The Institute for Data-Intensive Engineering and Science (IDIES) hosted its annual symposium on Thursday, Oct. 16. The symposium opened with remarks from Alex Szalay – Bloomberg Distinguished Professor of Big Data and Director of IDIES – on the rapid evolution of data science and its expanding applications. Over the past 25 years, many scientific breakthroughs have emerged from unique data sets, including the mapping of the entire human genome through the Human Genome Project and the imaging of the universe and celestial bodies via the Sloan Digital Sky Survey (SDSS).
“We are living through a revolution with an unprecedented pace and agility,” Szalay began, highlighting how “half of the material that we are teaching in semester-long courses will be either wrong or outdated by the end of the semester.”
To demonstrate the incredible progress in recent computing technology, Szalay showed symposium attendees the newly-released NVIDIA DGX Spark. Weighing just 2.65 pounds and possessing a volume roughly the size of a book, the compact computer houses 128 gigabytes of coherent unified system memory, a type of memory in which the CPU and GPU can access the same data without redundant transfers between them. Using this system, it is powerful enough to run large language models such as OpenAI's GPT-OSS 120B and Meta's Llama 3.1 70B. 10 years ago, such high-level computing would only be available to engineers working painstakingly on a well-funded project. Now, a $4,000 credit card purchase is all it takes for a regular person to get their hands on this technology.
“I predict that each of these machines [will be able to] run a generative AI next to every microscope in the lab and filter the data on every telescope,” Szalay said, emphasizing the increasing interconnectedness of AI, data science and research at large.
Although high-power computing is, without a doubt, becoming increasingly widespread and democratized across the world through the internet and open-source platforms, Szalay argued that various factors lead to inequitable access to computing and its benefits. Considering this, Szalay concluded his remarks: “The future is already here. It's just not evenly distributed.”
After this opening by Szalay, keynote speaker Stuart Feldman, the Chief Science Officer and President at Schmidt Sciences, gave a talk titled “Scientific Software, Software Engineering, and Philanthropy.”
Currently, we have the tools to generate and collect large amounts of data at an unprecedented rate, but making sense of it – breaking it down into understandable, actionable insights – is another challenge altogether. Feldman emphasized the importance of software innovation in tackling this challenge.
“Scientific computing is the only way we understand anything about complex phenomena. Mathematics brought us great techniques for understanding linear equations. Unfortunately, the world ain't linear, and once you get non linear, you might as well just compute… Real engineering is needed. Code can last a long time,” Feldman explained. In fact, the computer software Make, that was hard-coded by Feldman himself nearly 50 years ago, is still widely used in Unix operating systems today.
Indeed, scientific software has enabled the analysis of massive datasets, the simulation of complex systems and the automation of repetitive tasks, which are essential for modern research ranging from astrophysics and space, genomics, biological sciences and climate studies to materials design. Later in the symposium, faculty and students presented data- and computation-intensive projects, which included a real-time model of the stomach integrating fluid dynamics and AI software.
Feldman emphasized the lasting impact of well-crafted software, noting, “Software for science is a real mix: mathematics, feedback loops, statistics and probability, crossed with data in real time. And it’s got to be correct.”

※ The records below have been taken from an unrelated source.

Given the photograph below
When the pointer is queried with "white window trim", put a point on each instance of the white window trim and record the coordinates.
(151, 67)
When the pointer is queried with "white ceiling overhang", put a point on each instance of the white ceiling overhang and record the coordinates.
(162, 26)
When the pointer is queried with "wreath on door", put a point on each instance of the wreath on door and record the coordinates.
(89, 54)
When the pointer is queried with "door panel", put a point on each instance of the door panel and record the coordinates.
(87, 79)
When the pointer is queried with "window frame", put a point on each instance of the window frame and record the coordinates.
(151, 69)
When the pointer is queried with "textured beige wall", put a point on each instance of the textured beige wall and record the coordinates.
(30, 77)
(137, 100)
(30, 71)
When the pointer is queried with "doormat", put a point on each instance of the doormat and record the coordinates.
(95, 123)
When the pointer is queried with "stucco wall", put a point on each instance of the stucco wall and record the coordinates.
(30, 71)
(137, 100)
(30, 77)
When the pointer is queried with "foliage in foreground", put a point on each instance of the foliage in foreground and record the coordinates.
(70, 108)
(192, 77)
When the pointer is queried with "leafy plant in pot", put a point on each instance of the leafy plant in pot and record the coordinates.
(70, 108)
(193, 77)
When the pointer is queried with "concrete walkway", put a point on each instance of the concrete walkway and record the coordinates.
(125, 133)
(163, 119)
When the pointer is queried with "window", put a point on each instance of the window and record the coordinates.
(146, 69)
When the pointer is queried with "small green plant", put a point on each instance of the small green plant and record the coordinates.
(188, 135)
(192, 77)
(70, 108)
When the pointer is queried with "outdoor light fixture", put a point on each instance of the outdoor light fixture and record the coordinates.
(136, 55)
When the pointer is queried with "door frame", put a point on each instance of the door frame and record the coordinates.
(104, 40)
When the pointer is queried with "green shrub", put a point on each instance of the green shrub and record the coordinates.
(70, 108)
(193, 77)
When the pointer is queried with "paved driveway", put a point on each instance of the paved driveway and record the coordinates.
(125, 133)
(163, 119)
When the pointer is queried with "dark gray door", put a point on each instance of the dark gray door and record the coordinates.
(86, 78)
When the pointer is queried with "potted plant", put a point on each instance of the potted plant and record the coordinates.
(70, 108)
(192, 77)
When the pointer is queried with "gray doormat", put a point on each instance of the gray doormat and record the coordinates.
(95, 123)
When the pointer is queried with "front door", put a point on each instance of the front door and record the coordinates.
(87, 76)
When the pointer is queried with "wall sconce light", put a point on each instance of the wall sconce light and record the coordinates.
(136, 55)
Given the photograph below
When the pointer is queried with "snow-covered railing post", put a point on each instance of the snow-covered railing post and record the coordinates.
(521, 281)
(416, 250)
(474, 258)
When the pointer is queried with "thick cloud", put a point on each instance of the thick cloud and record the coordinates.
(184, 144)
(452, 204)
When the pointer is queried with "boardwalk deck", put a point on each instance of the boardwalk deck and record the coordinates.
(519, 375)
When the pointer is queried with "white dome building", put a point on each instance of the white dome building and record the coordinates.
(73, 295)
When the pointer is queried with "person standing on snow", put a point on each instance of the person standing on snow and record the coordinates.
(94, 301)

To exemplify this fact, Feldman shared an anecdote: “I have seen the difference between part-time graduate students who are pecking away to finish something and a real-world research project with full-time, professional engineers. The differences are horrifying… A basic rule is that a graduate student has only one job, which is to get out of there with one piece of paper in and one piece of paper out. Whereas, the code may live on for 50 years when done well.”
Although the explosive rise of AI may render some professions obsolete, the intuition, adaptability and experience of skilled engineers and problem-solvers will remain vital to the integrity of scientific advancement.
Feldman discussed, “At one side, there's software engineering for AI, the building of large model systems. This is heavy duty, very scientific computing. Even if you're doing this with a lot of delicate correction factors, there's unprecedented scale… you need, therefore, real engineering discipline that's going into validation of the computing. Nobody can check the answers other than us.”
While AI may offer an undeniable level of convenience across a wide range of tasks, it is far from a perfect solution to our problems.
“To what extent can AI do [tasks] for you? To what extent do you trust that it got the answer right? Why should it not be hallucinating your test results also?” Adding onto this, Feldman joked that “no AI system will I trust more than an experienced plumber.”
To conclude his talk, Feldman captured a central insight: “This is the mass implication. How do we get software written? How do we get answers created that are credible and prompt?"
The challenge is ours to tackle – depending on the thoughtful development of software, the responsible use of AI and the thorough analysis of data. The next breakthroughs in science will come not just from faster computers, but from minds that know how to wield them wisely.